Given that there are assets and finances to deal with, are you pursuing a divorce? As part of the divorce there will have to be a financial settlement in order to finalise both your positions. You will both need to provide full and frank financial disclosure of your respective assets, debts and liabilities as well as income positions and your needs and the children's needs.
The most amicable way to pursue this would initially be through a mediator (you can find local mediators here: If a settlement is reached through the mediator then this can be referred to separate solicitors for a formal consent order to be prepared and submitted to court for approval.
Please let me know if you have any further questions regarding this.
Harris and other Law Specialists are ready to help you
Customer: replied 2 years ago.
We have 3 homes and a piece of land with two lakes . the one I live in is where we house all our documentation. all our properties are in joint names he has some investments in his name for tax purposes and I have some shares in my name for tax purposes . We have been together foe 28 years and only ever had one bank account until recently when he set his own account up to fund his relationship with his girlfriend . We started life together with nothing , I was the main financial earner for years and funded his education as a barrister . I have offered to give him anything he wants from the home i am living in today bur he refuse to tell me why he needs access and what he wants . I have no access to the home he has rented which contains joint possessions . what are my options ?

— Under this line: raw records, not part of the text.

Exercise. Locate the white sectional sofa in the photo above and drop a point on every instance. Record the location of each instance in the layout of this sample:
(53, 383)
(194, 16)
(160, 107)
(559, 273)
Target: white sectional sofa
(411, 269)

Thanks for the further information. As part of the financial negotiations, as stated, all assets will need to be disclosed, together with contributions, values and liabilities against them. The court will look at the following criteria when deciding whether an agreement is fair for all, or when making an order:
1. The income, earning capacity, property and other financial resources which each of the parties to the marriage has or is likely to have in the foreseeable future, including in the case of earning capacity any increase in that capacity which it would in the opinion of the court be reasonable to expect a party to the marriage to take steps to acquire;
2. The financial needs, obligations and responsibilities which each of the parties to the marriage has or is likely to have in the foreseeable future;
3. The standard of living enjoyed by the family before the breakdown of the marriage;
4. The age of each party to the marriage and the duration of the marriage;
5. Any physical or mental disability of either of the parties to the marriage;
6. The contributions which each of the parties has made or is likely in the foreseeable future to make to the welfare of the family, including any contribution by looking after the home or caring for the family;
7. The conduct of each of the parties, if that conduct is such that it would in the opinion of the court be inequitable to disregard it;
8. In the case of proceedings for divorce or nullity of marriage, the value to each of the parties to the marriage of any benefit which, by reason of the dissolution or annulment of the marriage, that party will lose the chance of acquiring.
In the negotiations, you should ensure that initially your needs and the children's needs are met from the assets and income, then his needs. All other assets should be then divided in terms of contributions and a fair split should be identified based on this and the length of the marriage. The starting point for the court would be a 50-50 split of all assets, however this may not be appropriate given you state that your contributions have been high.